SUNDAY TIMES - Graffiti glory is painting the Mother City afresh
Sunday Times Lifestyle By Allison Foat , 2017-04-16 00:00:00.0

Graffiti glory is painting the Mother City afresh

The tuck shop at Dryden Primary School in Salt River created by graffiti artist Senzo and a group of pupils.

Salt River in Cape Town has become ground zero for local street art, writes Allison Foat

It has undergone a hue revolution. In February, 44 street artists descended on Salt River in Cape Town armed with tins of paint, spray cans, brushes and masks.

With tools of creativity in hand and transformation in mind, they deposited waves of colour onto the drab façades of factories, schools, parks, playgrounds, offices and homes, injecting fresh vibrancy into one of the oldest parts of the Mother City.

It all started five years ago when South African graffiti artist Mak1one met with entrepreneurs Sébastien Charrieras and Alexandre Tilmans, the founders of the NGO Baz-Art, to discuss ways to showcase outstanding South African street artists.

It was time to nudge people beyond traditional galleries and draw attention to the masterpieces that exist outdoors for pedestrian pleasure in neighbourhoods all over town.

Their arty bosberaad led to the launch of the first International Public Art Festival, held over 10  days  in February in Salt River.

Once a major hub of the steel and textile industries, it is known these days as one of the most culturally diverse and religiously tolerant areas in the metropole.

With varying degrees of support from the city, the Department of Arts and Culture, the local improvement district and the Art Africa Fair at the V&A Waterfront, the festival kicked off.

Local and foreign artists including Mak1one, Clément Mougel from France, WiseTwo from Kenya and many others shimmied up ladders, scaffolding and cherry pickers, their imaginations manifesting as remarkable stamp portraits, stencilled imagery, calligraphy, poetry, line drawings and pique assiette mosaics.

Community engagement was stimulated through partnerships between residents, local cooks, small businesses and volunteers.

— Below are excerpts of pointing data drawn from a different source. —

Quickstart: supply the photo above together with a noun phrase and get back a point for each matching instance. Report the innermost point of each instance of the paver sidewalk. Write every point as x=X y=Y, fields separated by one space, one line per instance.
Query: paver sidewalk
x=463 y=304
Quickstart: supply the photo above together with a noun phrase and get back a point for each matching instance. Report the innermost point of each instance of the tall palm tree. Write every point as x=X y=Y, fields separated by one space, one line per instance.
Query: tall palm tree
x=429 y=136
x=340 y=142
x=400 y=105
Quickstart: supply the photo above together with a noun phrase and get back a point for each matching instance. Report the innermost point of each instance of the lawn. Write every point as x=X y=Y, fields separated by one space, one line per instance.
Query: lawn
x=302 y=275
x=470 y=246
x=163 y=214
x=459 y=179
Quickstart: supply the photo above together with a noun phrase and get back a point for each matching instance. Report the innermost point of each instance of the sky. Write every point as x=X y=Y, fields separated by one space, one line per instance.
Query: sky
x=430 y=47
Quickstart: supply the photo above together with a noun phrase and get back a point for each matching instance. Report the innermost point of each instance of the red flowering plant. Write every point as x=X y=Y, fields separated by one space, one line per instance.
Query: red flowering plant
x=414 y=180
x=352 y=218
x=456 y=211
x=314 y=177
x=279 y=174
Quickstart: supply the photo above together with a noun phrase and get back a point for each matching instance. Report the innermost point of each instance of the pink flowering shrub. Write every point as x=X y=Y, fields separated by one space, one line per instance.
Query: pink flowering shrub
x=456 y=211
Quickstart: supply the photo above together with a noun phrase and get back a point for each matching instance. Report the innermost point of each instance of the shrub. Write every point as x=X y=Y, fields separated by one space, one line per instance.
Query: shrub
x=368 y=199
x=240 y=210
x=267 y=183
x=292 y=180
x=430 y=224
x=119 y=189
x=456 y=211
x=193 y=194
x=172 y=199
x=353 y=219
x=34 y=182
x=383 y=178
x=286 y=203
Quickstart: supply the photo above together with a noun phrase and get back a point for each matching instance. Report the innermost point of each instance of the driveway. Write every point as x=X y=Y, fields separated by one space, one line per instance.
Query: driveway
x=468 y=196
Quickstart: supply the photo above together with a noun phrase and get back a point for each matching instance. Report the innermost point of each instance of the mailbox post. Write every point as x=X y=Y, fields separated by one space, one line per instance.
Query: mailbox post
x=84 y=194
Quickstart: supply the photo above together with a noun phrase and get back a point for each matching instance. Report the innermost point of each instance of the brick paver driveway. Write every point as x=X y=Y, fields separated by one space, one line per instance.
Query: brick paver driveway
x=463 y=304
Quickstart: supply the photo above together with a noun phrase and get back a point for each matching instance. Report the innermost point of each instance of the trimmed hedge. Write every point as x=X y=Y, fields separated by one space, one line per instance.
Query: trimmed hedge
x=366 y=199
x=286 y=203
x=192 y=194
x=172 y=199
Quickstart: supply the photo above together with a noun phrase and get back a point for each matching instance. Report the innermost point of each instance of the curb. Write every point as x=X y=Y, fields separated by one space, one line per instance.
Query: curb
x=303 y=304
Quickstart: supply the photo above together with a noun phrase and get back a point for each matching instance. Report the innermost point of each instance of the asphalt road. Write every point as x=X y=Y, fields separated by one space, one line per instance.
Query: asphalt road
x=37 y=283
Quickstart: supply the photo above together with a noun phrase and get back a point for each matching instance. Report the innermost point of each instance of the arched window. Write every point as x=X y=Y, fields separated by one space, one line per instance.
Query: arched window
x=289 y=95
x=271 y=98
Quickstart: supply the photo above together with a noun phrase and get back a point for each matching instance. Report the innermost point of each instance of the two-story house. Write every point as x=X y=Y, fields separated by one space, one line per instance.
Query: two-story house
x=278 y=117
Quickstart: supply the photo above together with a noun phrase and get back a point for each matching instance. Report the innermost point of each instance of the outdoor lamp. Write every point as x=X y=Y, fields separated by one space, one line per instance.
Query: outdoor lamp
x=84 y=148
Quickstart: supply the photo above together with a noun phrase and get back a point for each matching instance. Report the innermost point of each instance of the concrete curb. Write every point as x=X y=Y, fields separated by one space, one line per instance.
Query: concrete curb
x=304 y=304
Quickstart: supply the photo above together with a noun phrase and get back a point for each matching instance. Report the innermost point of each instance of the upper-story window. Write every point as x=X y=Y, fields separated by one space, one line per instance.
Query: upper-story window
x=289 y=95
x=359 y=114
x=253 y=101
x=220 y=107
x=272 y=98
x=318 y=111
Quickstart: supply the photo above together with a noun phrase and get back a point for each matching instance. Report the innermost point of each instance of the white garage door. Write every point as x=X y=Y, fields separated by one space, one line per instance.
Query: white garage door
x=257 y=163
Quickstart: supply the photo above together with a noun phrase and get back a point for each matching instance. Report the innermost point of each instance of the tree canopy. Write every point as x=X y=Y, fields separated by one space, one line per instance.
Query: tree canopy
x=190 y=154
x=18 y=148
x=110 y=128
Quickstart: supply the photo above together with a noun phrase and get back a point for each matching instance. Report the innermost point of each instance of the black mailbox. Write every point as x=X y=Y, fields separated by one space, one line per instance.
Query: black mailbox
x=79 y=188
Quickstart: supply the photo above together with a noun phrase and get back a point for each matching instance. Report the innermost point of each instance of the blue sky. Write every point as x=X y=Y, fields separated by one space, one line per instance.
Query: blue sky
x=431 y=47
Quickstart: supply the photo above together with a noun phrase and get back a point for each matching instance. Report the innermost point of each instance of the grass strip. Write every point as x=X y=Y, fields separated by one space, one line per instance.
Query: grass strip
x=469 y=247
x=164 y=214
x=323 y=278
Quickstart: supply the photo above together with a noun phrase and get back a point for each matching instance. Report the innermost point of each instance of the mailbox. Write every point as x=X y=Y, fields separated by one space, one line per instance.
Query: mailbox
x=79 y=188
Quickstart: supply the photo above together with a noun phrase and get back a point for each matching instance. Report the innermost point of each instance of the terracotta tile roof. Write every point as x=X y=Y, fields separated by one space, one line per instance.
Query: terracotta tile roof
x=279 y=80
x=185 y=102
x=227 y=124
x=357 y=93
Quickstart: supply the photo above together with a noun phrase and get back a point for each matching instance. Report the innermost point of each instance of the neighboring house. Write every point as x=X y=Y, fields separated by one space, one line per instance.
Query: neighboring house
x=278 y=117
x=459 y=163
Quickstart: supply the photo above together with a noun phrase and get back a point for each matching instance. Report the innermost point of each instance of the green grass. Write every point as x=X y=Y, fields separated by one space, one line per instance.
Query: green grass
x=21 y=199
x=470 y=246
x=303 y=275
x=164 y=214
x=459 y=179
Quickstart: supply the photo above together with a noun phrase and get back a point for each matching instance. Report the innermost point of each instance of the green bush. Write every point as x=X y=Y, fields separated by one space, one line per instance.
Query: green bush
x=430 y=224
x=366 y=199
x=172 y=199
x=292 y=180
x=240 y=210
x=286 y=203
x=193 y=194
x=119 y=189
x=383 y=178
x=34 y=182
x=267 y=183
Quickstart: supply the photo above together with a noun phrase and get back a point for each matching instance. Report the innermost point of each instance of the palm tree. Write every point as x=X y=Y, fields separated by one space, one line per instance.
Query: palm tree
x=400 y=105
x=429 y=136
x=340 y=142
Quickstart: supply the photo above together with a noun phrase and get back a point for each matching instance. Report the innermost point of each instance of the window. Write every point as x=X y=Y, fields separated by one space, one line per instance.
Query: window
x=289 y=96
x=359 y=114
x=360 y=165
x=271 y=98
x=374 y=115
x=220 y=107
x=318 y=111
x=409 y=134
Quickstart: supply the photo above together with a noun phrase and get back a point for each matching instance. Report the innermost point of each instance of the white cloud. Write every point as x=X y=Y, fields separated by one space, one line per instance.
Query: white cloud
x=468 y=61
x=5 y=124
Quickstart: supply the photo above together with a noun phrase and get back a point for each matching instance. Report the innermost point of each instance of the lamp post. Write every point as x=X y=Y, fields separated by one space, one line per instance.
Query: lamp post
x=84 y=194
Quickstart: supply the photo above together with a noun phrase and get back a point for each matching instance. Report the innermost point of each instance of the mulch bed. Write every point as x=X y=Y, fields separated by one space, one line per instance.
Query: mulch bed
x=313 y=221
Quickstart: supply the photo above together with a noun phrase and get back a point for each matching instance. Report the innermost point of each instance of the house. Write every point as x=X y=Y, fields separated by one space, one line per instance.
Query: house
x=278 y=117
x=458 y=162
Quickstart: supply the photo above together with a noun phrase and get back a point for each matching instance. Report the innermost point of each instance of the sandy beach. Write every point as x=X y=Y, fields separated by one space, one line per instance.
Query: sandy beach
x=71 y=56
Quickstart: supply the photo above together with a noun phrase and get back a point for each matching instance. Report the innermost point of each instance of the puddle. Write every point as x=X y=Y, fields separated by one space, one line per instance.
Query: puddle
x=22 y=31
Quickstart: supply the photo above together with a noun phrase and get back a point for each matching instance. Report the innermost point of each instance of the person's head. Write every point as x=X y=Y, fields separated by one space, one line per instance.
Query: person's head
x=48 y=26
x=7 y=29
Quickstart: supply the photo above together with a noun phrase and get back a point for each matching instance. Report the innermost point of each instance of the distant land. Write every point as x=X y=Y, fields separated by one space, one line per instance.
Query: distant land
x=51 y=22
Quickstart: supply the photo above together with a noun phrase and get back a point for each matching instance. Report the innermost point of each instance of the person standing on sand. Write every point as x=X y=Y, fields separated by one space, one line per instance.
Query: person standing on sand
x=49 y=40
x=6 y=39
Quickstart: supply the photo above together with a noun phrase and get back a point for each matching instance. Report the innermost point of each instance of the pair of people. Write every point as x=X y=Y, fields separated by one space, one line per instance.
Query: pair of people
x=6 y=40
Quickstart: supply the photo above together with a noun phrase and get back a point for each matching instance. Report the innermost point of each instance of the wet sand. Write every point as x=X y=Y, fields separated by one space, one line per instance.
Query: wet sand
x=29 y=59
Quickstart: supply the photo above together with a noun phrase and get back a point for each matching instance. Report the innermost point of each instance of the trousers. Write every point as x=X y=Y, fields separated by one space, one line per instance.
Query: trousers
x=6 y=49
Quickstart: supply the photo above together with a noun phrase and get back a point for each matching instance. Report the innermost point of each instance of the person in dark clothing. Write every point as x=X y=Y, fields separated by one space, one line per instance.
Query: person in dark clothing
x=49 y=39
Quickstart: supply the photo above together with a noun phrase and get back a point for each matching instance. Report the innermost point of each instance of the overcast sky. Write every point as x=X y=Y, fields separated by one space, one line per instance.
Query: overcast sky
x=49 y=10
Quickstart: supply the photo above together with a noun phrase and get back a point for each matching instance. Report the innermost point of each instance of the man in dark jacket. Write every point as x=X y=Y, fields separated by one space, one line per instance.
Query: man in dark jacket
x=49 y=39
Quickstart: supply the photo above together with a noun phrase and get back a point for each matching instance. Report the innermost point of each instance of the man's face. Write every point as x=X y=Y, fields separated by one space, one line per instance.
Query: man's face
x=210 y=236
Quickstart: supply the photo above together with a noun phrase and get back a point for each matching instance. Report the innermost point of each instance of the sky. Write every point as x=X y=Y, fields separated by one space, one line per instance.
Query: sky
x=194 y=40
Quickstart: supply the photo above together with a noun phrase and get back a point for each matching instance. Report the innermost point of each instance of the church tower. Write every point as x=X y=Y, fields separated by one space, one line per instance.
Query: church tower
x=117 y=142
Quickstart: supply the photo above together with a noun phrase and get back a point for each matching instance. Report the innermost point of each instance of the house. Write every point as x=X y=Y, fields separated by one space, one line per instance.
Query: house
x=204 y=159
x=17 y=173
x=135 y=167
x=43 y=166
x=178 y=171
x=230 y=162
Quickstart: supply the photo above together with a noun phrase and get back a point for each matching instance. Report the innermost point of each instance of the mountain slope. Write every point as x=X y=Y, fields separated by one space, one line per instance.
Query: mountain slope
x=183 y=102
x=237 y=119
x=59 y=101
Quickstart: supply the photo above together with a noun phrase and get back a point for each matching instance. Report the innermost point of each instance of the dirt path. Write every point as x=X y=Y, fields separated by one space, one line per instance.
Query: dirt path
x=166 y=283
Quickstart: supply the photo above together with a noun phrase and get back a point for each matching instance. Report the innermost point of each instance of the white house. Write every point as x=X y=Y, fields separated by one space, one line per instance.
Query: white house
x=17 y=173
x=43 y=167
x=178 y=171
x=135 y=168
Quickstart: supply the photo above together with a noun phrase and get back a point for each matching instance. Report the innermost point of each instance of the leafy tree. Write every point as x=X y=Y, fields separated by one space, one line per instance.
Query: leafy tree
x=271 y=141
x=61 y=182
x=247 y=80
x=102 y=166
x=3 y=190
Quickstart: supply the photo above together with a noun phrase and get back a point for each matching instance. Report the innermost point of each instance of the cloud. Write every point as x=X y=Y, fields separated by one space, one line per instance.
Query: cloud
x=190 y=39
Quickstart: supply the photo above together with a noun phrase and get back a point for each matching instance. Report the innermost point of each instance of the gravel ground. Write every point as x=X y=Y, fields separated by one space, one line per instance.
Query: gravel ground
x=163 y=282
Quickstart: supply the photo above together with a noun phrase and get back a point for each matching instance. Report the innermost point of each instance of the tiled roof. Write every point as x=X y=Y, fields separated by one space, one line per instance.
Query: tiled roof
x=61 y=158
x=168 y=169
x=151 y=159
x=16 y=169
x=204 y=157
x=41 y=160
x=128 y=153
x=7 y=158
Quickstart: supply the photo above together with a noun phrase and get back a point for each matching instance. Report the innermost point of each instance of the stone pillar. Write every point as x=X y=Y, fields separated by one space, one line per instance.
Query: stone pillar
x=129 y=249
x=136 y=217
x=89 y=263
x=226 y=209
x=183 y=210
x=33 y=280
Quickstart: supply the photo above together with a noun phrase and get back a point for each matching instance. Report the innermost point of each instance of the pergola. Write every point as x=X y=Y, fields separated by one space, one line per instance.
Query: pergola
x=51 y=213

Fundraising efforts supported training for  tour guides and  art classes and workshops at underresourced schools.

Salt River resident Nadia Agherdine, whose family has lived in the area for 60 years, said: “Having this public art in Salt River has put the suburb on the map and it will  provide opportunities for tourism.”

One of the artists who took part, DFeat Once from Woodstock, said the experience was humbling.

“I really enjoyed the kids’ reactions and interactions, the good vibes and great community spirit. My work is inspired by people and I aim to uplift.”

Several of the artists reproduced aspects of their wall art on smaller  canvasses — 90 in total — for a travelling exhibition that will have its first showing in Cape Town at the end of May before moving to Europe and the US.

US artist Ibrahim Baaith poses with a mural. Image: Allison Foat

A mural by Parisian artist Raphael Fédérici, aka Paris Sketch Culture, dwarfs Allison Foat in Cape Town. Image: Allison Foat

Sébastien Charrieras of Baz-Art stands in front of a stamp portrait by Claude Chandler. Image: Allison Foat

Graffiti — street art in its original form — is said to have had its genesis in Philadelphia in the mid-1960s when a schoolboy called Darryl “Cornbread” McCray began leaving his writing on the wall, so to speak.

The zigzag scrawl was often dissed as the anti-establishment handiwork of gangs that  skulked about in hoodies after dark, shaking up their cans and spraying thick letters in subway tunnels and on trains, bridges, store roller-doors and construction sites.

No bare surface was safe and the tagging craze caused frustration for citizens and authorities alike.

But then Banksy happened; the faceless god of street art with an exceptional and smart brand of visual poetry who famously said: “Speak softly, but carry a big can of paint.”

Public perception of the subculture shifted, and the bad boys of tagging  realised that skill and originality would win out over mediocrity, copycatting and sloppy scribbling.

Street art is now an integral part of modern urban culture. In every metropolis, commissioned art is emblazoned on strategic sites for all to admire.

Anyone who has stood dwarfed in front of a 10-storey mural dripping in detail and drawn perfectly to scale will attest to the sheer brilliance of the work.

Whether the end product is message-driven, addressing sociopolitical issues, or is just there to make something pretty, superb street art is inspiring and will make your heart skip a beat.

The Picassos of the pavement have made their mark and we are all the better for it. For the International Public Art Festival, it’s mission accomplished.